In his book on mentoring adult learners, Dr. Norman J. Cohen outlines the four phases of a valuable mentor-protégé relationship. Here are some best practices on how you could apply these mentorship phases to online learning in order to promote learner success in the course and in the workplace.

Phases of a Successful Mentorship Relationship

Phase 1: Earn learners’ trust.

Learners may be used to a traditional classroom environment where they have rigid schedules and are surrounded by the instructor and their classmates. But in an online course, it’s suddenly on them to define their own schedules and take on a more active role in their learning. Therefore, it’s understandable how a remote learning environment would be somewhat intimidating. The mentor’s job then becomes to establish familiarity and dependability for the learner to survive and thrive in this context.

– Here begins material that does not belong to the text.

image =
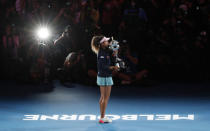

They might do this by:

  • Introducing themselves to each mentee before the course begins.
  • Creating groups for mentees where they can get to know one another.
  • Encouraging learners to ask questions.
  • Practicing active listening.
  • Responding to mentee messages as soon as possible.

Once trust is established through these initial steps, students will feel comfortable having the mentor as a point-of-contact between themselves and the instructor. They will be much more likely to reach out with challenges they may face throughout their learning journey.

Phase 2: Establish a rapport and set goals.

After the introductory message, the next step is for the mentor and the protegees to get to know one another. The mentor might prompt students to ask each other icebreaker questions like, “What’s the best place you’ve ever visited?” or “What is your biggest pet peeve?”

When they get a better sense of who their mentees are, it’s time to find out what kind of learners they are so the pair can set goals for the course together and provide assistance in a way that’s most helpful to the learner. Mentors might ask students questions like:

  • What do you hope to achieve from this course?
  • What do you think will be the most challenging for you?
  • What do you think will be the most rewarding for you?
  • How can I help you get to where you want to be?

By finding out their aspirations, strengths, and weaknesses, mentors can gauge how their expertise can be best applied, which in turn will help protégés gain the most out of the relationship.

Phase 3: Offer learners guidance and feedback.

As the course progresses, mentors can monitor learner progress and offer guidance. For example, before an important assignment is due, they can send students a message reminding them about the upcoming deadline. If students seem to be falling behind, they can help them get back on track.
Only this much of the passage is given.